Menurut data Riskesdas 2018, seputar 34,1 persen masyarakat Indonesia dewasa umur 18 tahun ke atas diserang hipertensi. Angka ini alami peningkatkan sebesar 7,6 persen dibandingkan dengan hasil Riskesdas 2013 yaitu 26,5 persen.

Selain itu, prevalensi hipertensi naik dari 25,8 persen pada tahun 2013 jadi 34,1 persen pada tahun 2018 tempo hari. Tengah prevalensi hipertensi pada group usia 18-39 tahun telah tiba angka 7,3 persen dan prevalensi pre-hipertensi pada group usia itu sampai angka yang cukup tinggi, yaitu 23,4 persen.

Karena itu Perhimpunan Hipertensi Indonesia (InaSH) merekomendasikan generasi milenial untuk siaga adanya penyakit hipertensi dengan kerjakan menahan dan pengontrolan pada hipertensi.

Mereka juga dianjurkan melakukan modifikasi diantaranya segi penyebab hipertensi yaitu kerjakan pola hidup sehat sampai kurangi kemungkinan diserang hipertensi.

Menurut dr.
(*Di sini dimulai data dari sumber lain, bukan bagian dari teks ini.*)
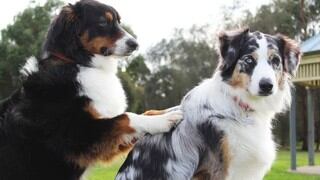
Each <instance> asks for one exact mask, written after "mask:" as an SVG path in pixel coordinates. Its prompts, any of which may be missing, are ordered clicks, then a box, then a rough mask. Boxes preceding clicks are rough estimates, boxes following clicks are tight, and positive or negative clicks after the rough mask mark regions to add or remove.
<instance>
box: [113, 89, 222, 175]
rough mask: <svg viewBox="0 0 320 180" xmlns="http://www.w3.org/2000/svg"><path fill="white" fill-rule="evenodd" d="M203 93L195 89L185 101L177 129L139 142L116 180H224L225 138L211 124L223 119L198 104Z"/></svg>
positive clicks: (120, 168)
mask: <svg viewBox="0 0 320 180" xmlns="http://www.w3.org/2000/svg"><path fill="white" fill-rule="evenodd" d="M203 85H204V86H205V84H203ZM203 85H201V86H203ZM200 89H201V88H199V87H197V88H195V89H194V90H192V91H191V92H190V93H189V94H188V95H187V96H186V97H185V98H184V100H183V101H182V104H181V107H182V110H183V113H184V120H183V121H182V122H181V123H180V124H179V126H178V127H177V128H176V129H174V130H172V131H171V132H168V133H165V134H159V135H153V136H146V137H145V138H144V139H143V140H141V141H138V143H137V144H136V145H135V147H134V149H133V150H132V151H131V152H130V154H129V155H128V157H127V159H126V161H125V162H124V164H123V165H122V167H121V168H120V170H119V173H118V175H117V177H116V179H117V180H128V179H130V180H131V179H141V180H147V179H153V180H158V179H159V180H163V179H172V180H175V179H191V178H194V179H224V177H225V175H226V174H225V173H226V170H225V168H226V167H227V166H226V163H227V161H228V160H227V159H226V158H227V155H226V154H225V153H226V152H224V150H225V149H224V148H225V147H224V146H225V145H224V142H223V137H224V134H223V132H222V131H220V130H219V129H218V128H217V127H216V126H215V124H214V123H211V121H217V120H220V119H221V118H222V117H220V116H219V115H217V114H215V112H214V111H212V109H210V108H209V107H205V108H203V104H198V102H197V101H198V100H199V99H198V94H199V93H201V92H199V90H200ZM199 105H200V106H199Z"/></svg>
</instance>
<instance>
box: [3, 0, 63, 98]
mask: <svg viewBox="0 0 320 180" xmlns="http://www.w3.org/2000/svg"><path fill="white" fill-rule="evenodd" d="M61 5H62V2H61V1H59V0H48V1H47V3H45V4H44V5H43V6H40V5H36V6H35V7H29V8H27V9H25V10H24V11H23V12H22V13H19V14H18V15H17V16H16V17H15V20H14V23H13V24H12V25H8V26H7V28H6V29H4V30H2V31H1V40H0V87H1V89H0V98H3V97H5V96H8V95H9V94H10V93H11V92H12V91H13V89H15V88H16V87H17V86H18V85H19V83H18V82H19V80H18V70H19V67H20V66H21V64H23V63H24V62H25V60H26V58H28V57H30V56H39V55H40V51H41V47H42V43H43V42H44V38H45V34H46V32H47V29H48V26H49V24H50V20H51V18H52V14H53V12H54V11H55V10H56V9H57V8H59V7H60V6H61Z"/></svg>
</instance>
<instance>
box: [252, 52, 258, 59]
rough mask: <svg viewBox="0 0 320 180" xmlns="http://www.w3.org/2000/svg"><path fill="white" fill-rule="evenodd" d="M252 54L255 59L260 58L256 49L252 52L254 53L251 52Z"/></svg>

Paskariatne Probo Dewi Yamin, SpJP, seorang pakar hipertensi, diantaranya segi kemungkinan hipertensi adalah gaya hidup yang tidak cocok yang banyak ditangani oleh beberapa kelompok milenial.

Gaya hidup yang dimaksud itu adalah gaya hidup instan yang mengakibatkan kurangnya pekerjaan fisik yang ditangani oleh kelompok milenial, selain itu juga kegiatan rutin mengkonsumsi makanan cepat saji dan mempunyai kandungan vetsin (monosodiun glutamat/ MSG). Merokok juga jadi diantaranya penyebab hipertensi.

Segi psikososial seperti stres sebab pekerjaan, sikap tidak sabar, dan konflik dengan orang yang lainnya juga dapat naikkan kemungkinan terjadinya hipertensi.

Bukan sekedar faktor-faktor itu, obat-obatan juga dapat menimbulkan menambahkan tekanan darah, yaitu seperti obat penghilang perasaan nyeri, seperti ibuprofen, obat hormon, seperti pil kontrasepsi, obat penurun berat badan yang biasa dikonsumsi oleh kelompok milenial, sampai agen stimulan seperti nikotin.